The Tao of Gaming

Byzantium Initial Thoughts


I'm Martin Wallace's huckleberry; so I bought Byzantium (and I'm certainly going to get Tempus, should it ever be produced).

The Byzantine and Arab worlds clash, with each player controlling both sides. The map shows the varies cities, and armies. Cities are rated 1-3 in strength, and connected via land, sea or desert connections. Each player also has a board that shows the strength of each army (Byzantine and Arab), their treasuries (one for each country) and their reserves.

During each turn, players rotate performing a single action. Actions cost cubes. Want to claim a city? You need a cube. Army strength? Measured in cubes. Special actions cost, you guessed it!, a cube. Cubes in your reserve are free to use; or you can take a cube from your casualties (unused) or armies. Those cost $3 per cube from the treasury of the country you are benefitting. So if you claim an Arab city with a dead (casualty) cube, it's $3 from the arab treasury.

As with money, VPs are earned for each empire. You have Arab VPs and Byzantine VPs.

Armies are rated in four areas — elite, regular, militia (levies) and movement (representing supplies). To move an army you spend one or more cubes from your army's supplies. Armies roll one die per regular, to a maximum of three dice, and another die for each elite. Each 4-6 is a hit. After one round of combat, smaller army retreats. If the attacker is then at an enemy city, the city throws one die per point of it's rating. Then if the besieging army is still larger, it sacks the city, earning VPs, plunder and converting it.

Levies let you defend your cities without having an army there (one die per levy, again maximum three).

At the end of the turn, you earn income per city, but have to pay your armies. This can be expensive, so players will tend to whittle their armies away just to cut costs.

In addition to claiming cities, and moving armies, there are other actions a player can take:

  • Build up your army,
  • Claim the title of Emperor/Caliph (which earn you VPs and a free elite unit for the turn),
  • Tax the people (spend cubes for money),
  • Have the Bulgars (barbarians) attack,
  • Claim the byzantine/arab navy for the turn
  • Conduct a civil war (arab v arab or byzantine v byzantine)
  • Build the grand church/mosque
  • rebuild a city
  • fortify a city
  • Pass
These actions all cost cubes and confer benefits (either VP, money, or special abilities). Many of these actions are limited to a few times a turn (or even once). Players keep going around the table, until they pass. When all players but one have passed, the last player gets one more action (which may or may not be a pass action). Then you deal with income, maintenance, and earning cubes for next turn.

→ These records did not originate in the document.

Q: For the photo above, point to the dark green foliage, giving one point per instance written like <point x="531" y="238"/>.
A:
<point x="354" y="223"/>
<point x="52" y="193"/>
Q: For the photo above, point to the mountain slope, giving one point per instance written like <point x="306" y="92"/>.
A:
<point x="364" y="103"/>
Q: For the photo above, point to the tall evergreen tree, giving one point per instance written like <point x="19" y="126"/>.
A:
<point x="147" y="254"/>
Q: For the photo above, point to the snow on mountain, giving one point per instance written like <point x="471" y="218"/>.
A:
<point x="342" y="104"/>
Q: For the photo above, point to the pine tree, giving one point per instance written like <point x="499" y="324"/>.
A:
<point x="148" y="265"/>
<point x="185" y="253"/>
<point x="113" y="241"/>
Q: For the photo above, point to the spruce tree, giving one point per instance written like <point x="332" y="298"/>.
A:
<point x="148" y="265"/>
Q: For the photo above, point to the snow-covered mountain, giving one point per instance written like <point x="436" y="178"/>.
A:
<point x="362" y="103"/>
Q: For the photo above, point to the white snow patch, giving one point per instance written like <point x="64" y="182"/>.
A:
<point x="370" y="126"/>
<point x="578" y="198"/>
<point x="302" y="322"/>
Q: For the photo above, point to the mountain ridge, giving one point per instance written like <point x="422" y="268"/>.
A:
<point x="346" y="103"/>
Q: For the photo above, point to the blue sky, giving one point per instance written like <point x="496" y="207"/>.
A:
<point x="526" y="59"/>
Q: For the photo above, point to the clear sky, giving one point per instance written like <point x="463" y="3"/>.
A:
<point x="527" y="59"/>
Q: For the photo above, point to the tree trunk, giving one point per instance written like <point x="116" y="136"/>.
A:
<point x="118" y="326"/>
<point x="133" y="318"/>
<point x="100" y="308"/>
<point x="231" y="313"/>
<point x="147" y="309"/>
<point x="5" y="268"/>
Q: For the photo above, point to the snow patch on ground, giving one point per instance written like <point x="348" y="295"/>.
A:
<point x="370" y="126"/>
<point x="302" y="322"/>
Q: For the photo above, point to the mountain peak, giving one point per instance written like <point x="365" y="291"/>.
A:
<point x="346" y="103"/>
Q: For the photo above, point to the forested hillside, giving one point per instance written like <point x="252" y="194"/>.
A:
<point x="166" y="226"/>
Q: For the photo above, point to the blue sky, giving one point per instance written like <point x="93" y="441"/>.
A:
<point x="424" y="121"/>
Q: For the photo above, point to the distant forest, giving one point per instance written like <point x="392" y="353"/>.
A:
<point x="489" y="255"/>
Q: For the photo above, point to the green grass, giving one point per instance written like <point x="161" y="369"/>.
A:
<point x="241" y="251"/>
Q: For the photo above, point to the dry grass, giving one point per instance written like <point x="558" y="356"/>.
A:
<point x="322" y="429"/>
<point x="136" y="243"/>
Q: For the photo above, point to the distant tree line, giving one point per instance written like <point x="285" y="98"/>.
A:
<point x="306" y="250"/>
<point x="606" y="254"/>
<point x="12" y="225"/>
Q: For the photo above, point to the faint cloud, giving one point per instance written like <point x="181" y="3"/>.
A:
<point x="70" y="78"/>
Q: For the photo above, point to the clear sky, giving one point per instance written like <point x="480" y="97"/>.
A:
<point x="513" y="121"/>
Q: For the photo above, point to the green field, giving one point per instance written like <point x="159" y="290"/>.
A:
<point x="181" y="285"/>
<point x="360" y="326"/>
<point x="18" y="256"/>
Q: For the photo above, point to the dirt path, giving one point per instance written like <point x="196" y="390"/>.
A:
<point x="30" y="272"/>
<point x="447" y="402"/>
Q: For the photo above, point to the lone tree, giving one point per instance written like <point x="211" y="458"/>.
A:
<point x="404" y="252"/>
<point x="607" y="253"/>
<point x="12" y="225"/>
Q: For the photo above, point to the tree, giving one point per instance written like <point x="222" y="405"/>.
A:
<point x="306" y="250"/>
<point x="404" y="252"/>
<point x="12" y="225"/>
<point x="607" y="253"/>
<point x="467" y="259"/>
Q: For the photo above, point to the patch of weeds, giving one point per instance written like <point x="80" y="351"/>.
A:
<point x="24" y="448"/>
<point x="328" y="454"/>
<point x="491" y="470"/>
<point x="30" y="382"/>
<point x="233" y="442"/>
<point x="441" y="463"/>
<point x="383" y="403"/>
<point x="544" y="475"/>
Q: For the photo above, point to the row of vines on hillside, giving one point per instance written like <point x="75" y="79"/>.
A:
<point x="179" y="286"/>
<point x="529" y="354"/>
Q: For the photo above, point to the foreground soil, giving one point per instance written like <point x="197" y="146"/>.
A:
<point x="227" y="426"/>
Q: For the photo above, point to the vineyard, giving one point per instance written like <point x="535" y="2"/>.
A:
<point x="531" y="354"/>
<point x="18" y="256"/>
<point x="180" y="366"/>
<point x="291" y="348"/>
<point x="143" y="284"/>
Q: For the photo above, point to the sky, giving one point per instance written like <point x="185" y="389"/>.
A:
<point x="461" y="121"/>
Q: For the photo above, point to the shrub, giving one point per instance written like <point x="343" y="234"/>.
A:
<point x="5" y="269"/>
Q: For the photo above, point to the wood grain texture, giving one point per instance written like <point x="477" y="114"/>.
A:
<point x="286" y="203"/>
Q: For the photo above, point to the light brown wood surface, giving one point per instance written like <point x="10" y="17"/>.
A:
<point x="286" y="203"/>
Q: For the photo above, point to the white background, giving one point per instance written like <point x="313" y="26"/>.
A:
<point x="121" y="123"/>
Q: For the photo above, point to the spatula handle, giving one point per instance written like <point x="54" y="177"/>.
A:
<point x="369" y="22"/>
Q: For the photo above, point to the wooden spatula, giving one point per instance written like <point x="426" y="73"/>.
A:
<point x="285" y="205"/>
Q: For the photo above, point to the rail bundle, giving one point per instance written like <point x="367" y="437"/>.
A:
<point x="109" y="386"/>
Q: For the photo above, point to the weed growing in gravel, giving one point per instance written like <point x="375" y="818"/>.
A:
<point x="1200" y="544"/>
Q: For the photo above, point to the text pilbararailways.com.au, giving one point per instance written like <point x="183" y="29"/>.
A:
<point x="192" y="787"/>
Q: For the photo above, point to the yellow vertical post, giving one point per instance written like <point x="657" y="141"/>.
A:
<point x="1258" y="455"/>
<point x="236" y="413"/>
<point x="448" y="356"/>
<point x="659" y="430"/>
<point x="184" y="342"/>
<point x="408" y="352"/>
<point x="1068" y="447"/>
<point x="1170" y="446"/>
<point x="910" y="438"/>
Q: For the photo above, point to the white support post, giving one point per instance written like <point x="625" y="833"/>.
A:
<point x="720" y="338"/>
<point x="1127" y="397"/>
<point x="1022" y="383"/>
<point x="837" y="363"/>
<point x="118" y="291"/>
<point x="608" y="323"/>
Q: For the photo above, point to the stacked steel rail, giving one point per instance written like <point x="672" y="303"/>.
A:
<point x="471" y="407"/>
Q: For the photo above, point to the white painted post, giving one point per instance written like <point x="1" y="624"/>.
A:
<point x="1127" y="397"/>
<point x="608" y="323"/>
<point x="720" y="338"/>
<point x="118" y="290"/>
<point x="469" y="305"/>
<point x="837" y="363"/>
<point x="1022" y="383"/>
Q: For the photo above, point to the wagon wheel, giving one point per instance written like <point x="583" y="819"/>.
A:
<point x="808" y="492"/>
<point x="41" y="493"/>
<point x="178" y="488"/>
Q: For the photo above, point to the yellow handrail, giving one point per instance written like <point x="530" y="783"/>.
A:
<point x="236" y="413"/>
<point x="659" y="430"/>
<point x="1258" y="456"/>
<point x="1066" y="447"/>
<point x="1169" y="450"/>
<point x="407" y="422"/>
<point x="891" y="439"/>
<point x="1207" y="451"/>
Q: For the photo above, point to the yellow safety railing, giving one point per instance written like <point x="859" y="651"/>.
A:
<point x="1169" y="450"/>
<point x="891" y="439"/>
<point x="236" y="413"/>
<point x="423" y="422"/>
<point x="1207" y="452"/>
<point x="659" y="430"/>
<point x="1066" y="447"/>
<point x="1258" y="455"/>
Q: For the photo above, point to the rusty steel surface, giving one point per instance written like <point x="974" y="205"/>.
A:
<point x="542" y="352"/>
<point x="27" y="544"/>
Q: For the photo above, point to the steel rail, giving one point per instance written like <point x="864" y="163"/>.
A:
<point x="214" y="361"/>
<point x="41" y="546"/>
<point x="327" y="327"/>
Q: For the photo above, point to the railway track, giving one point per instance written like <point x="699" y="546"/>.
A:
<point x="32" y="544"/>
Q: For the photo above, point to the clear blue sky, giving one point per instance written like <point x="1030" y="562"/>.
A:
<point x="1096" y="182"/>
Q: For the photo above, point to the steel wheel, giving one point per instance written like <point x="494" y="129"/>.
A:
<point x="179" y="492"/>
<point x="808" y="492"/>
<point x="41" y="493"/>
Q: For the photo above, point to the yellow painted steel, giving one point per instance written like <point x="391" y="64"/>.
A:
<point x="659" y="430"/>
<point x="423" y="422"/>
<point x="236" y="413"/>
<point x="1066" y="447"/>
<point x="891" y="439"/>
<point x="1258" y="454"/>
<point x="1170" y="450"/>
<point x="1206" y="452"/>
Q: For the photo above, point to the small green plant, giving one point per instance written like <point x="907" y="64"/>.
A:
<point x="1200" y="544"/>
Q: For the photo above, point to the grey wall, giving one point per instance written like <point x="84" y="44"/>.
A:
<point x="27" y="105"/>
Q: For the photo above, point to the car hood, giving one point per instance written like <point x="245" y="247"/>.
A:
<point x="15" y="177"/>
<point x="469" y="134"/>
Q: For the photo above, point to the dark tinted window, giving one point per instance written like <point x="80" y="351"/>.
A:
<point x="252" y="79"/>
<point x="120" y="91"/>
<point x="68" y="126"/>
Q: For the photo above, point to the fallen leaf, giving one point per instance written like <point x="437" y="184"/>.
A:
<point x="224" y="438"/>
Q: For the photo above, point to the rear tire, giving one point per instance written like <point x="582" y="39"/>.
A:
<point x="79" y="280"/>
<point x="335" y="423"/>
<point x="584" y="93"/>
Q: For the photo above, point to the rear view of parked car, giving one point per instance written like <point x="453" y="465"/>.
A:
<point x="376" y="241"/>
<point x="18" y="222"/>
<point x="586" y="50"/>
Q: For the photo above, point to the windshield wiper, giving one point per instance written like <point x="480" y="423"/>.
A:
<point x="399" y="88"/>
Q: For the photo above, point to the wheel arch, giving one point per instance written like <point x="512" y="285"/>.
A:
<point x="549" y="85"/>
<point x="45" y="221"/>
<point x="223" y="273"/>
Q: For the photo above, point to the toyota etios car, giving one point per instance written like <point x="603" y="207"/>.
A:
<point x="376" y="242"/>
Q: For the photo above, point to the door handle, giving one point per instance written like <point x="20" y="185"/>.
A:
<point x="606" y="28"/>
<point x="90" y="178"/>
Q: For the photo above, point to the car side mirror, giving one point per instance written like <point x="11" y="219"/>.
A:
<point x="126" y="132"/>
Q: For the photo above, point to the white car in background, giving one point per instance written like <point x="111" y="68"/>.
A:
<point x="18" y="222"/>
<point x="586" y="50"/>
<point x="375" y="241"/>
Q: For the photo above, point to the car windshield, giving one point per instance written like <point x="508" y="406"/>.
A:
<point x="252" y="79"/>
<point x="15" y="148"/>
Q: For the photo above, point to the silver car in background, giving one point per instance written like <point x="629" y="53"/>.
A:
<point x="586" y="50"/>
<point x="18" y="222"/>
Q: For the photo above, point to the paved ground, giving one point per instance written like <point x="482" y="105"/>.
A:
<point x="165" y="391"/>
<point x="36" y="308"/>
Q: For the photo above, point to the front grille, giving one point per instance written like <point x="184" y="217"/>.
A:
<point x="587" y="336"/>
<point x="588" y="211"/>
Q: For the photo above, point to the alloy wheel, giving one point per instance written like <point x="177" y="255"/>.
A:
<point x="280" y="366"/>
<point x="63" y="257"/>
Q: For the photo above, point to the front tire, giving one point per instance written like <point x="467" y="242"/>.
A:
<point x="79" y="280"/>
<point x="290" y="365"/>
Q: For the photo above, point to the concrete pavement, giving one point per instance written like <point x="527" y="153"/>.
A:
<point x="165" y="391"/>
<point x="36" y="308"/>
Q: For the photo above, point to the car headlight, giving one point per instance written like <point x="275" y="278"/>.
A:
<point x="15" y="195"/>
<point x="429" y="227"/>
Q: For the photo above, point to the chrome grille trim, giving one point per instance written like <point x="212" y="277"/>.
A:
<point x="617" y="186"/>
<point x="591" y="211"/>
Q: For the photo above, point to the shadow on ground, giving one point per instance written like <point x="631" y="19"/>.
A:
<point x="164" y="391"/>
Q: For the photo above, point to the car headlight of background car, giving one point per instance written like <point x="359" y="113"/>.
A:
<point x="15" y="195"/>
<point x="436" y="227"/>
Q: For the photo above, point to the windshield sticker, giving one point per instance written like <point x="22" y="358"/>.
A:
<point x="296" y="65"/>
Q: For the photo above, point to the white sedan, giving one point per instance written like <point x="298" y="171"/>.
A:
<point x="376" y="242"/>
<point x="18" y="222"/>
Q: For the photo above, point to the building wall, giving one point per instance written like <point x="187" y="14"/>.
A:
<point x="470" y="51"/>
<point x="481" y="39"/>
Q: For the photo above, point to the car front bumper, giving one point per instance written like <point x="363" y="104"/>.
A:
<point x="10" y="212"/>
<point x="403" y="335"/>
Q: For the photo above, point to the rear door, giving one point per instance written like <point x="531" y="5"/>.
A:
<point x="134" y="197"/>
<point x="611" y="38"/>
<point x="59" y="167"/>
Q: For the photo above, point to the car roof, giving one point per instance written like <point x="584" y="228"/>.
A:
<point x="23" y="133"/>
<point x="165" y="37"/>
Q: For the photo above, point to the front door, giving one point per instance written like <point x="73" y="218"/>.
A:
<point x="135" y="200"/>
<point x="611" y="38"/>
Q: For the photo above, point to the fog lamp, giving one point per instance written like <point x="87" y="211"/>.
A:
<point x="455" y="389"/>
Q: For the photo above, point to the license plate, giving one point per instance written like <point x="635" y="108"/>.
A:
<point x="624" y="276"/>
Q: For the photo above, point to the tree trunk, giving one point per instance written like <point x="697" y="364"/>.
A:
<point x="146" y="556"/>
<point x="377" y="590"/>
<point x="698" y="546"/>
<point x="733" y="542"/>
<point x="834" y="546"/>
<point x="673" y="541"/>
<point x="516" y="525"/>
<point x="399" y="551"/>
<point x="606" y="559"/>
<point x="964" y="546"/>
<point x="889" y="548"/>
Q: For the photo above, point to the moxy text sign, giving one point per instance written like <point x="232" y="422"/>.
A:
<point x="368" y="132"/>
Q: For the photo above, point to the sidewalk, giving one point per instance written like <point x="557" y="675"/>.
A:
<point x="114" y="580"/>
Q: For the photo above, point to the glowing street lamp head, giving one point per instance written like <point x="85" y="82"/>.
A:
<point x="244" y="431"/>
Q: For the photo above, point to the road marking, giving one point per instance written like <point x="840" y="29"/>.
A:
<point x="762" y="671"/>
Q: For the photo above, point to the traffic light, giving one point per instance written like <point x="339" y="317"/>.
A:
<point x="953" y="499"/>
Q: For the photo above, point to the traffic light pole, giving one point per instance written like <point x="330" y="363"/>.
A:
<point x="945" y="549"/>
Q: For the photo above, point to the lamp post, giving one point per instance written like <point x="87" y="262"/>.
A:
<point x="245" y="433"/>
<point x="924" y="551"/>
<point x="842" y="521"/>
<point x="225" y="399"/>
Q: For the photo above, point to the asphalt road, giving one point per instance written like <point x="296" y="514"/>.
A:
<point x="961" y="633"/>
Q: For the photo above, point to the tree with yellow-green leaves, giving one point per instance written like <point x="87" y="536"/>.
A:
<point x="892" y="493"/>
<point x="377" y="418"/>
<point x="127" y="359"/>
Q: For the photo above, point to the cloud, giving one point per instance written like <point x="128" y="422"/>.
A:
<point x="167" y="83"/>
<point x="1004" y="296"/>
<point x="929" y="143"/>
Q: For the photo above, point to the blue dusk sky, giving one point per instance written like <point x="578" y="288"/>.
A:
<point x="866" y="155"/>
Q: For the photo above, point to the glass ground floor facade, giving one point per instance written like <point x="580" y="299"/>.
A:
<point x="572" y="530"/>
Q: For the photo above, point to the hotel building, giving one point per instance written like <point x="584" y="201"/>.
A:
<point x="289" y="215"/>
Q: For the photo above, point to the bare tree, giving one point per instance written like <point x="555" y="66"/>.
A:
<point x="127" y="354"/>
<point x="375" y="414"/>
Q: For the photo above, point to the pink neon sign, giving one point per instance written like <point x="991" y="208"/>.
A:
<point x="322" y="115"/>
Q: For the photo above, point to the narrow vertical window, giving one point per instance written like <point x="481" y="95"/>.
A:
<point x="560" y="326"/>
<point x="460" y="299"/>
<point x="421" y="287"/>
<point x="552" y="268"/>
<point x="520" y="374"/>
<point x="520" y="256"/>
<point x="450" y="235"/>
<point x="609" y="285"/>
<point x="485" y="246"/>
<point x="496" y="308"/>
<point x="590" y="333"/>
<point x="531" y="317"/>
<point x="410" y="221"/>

So players claim cities, earn money, spend money and fight amongst themselves. After three turns, the game ends. Each player earns 1 VP for each city owned. A player's VPs are 'balanced' if one score doesn't double the other. In that case, you add both scores. If you are unbalanced (one score is more than double), then you only score the higher value. So each player will have to deal with both sides.

And the sides are not equivalent. All players start with a large Arab army and a small Byzantine army. But Byzantium starts with many more cities. As in Liberte, there's the possibility of sudden death. If an Arab (or Bulgar) army sacks Constantinopole the game ends, and only Arab points count.

I was intrigued enough to buy this, and on reading the rules it seemed good. But after my first game, I'm just shaking my head. Byzantium bores me. Reasons why:

I don't understand why we control both sides. Perhaps it's historical, but I don't know the story.

The 'sacking constantinopole' rule allows an Arab army to try for the win, but a careless play can set up the next player for a lucky chance at victory. Which is exactly what happened. The sacker gets 5 Arab VPs, so I sacked it and won by something like 28 to 27. You start with 10 VPs, this luck shot accounted for over a quarter of my earned score. I can see that if you race up the Arab score, you could set up a shot to end the game that nobody else could take. Which just means that nobody should ever let you get 6+ points ahead.

With all of the special cases and chrome, I expect lots of thinking. But my turns were usually just "Eh, I'll claim this city" or "Eh, I'll sack that one" or "I need to build up an army." Seeing as how I was doing fine (winning the straight VP race), this isn't encouraging. I like plenty of games that deal with minor optimizations and reactionary play, but this isn't one of them.

The combat is very unsatisfying. Larger armies win. The end. If there are near size armies, then the dice matter, but it's just an attritional system.

I've played games with the same flaws (or worse), but they grabbed me. This doesn't. The end. I'd like to try this with strong advocates of the game, just to get a glimpse of what they see in this.